1. Resuspend cells to 10 x 10⁶/ml in PBSAz (PBS + 1% serum or protein + 0.1% NaN3). Distribute 50µL to each tube.
2. Add 10µL unconjugated homologous Ig to each tube and incubate on ice for 10'. Use the homologous Ig at a concentration 10 times the test antibody concentration.
3. Add 10µL conjugated antibody and incubate for 15' on ice. Keep the samples dark. The ideal concentration of antibody should be determined by titration.
4. Top with PBSAz and pellet the cells by centrifugation. (we spin for 5' @ 1800rpm @ 4 C.)

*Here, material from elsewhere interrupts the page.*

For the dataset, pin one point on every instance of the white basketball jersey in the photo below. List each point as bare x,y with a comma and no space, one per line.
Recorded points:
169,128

5. Decant the supernatant by inverting the tubes and blotting them (touching the rims to a paper towel several times). Do not disturb the pellet!
6. If the samples are to be read the same day they're stained, resuspend them in 0.5ml of PBSAz. Keep the samples cold and dark.
7. If the samples must be fixed, resuspend them in 0.5ml of 1% paraformaldehyde and store @ 4 C, dark.

Additional Notes:

• Samples must be delivered in 12x75 mm Falcon 2054 tubes.
• Homologous Ig is the same isotype from the same animal that produced the test antibodies.
• Never block with homologous Ig if the epitope to be measured is a FcR! In place of step #4, top the cells with PBSAz and incubate on ice for 10', in the dark, inverting frequently. Pellet the cells and resuspend in either 1% paraformaldehyde or PBS.